O desconforto ganhou voz por meio do deputado estadual Felipe Sampaio (MDB) que, embora integrante da base governista, decidiu fazer o que seu pai, o vice-governador Themístocles Filho, optou por não fazer: falar. Em entrevistas recentes, Felipe deixou claro que o MDB não se sente contemplado pela decisão, tomada ainda em 2024, segundo o núcleo petista, de reservar a vice para o PT. A crítica é cuidadosamente embalada, mas o recado é inequívoco: o partido não engoliu a fatura sem contestação.

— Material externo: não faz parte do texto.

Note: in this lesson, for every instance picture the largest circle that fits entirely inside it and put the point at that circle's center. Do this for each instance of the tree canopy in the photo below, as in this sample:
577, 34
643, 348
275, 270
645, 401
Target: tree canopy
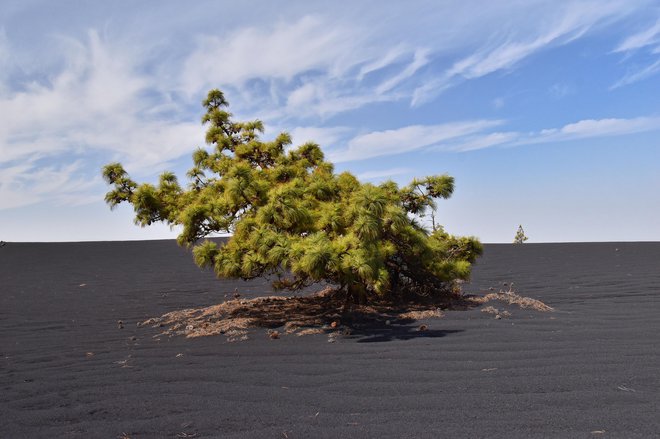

Themístocles, por sua vez, escolheu o silêncio como estratégia. Desde que se tornou pública sua exclusão da disputa pela vice na chapa de Rafael Fonteles, o vice-governador praticamente desapareceu do debate político. Entrevistas rarearam, aparições públicas tornaram-se episódicas e sua presença ao lado do governador é tão escassa que chega a parecer inexistente. O silêncio, nesse caso, fala alto e revela mais do que qualquer declaração protocolar.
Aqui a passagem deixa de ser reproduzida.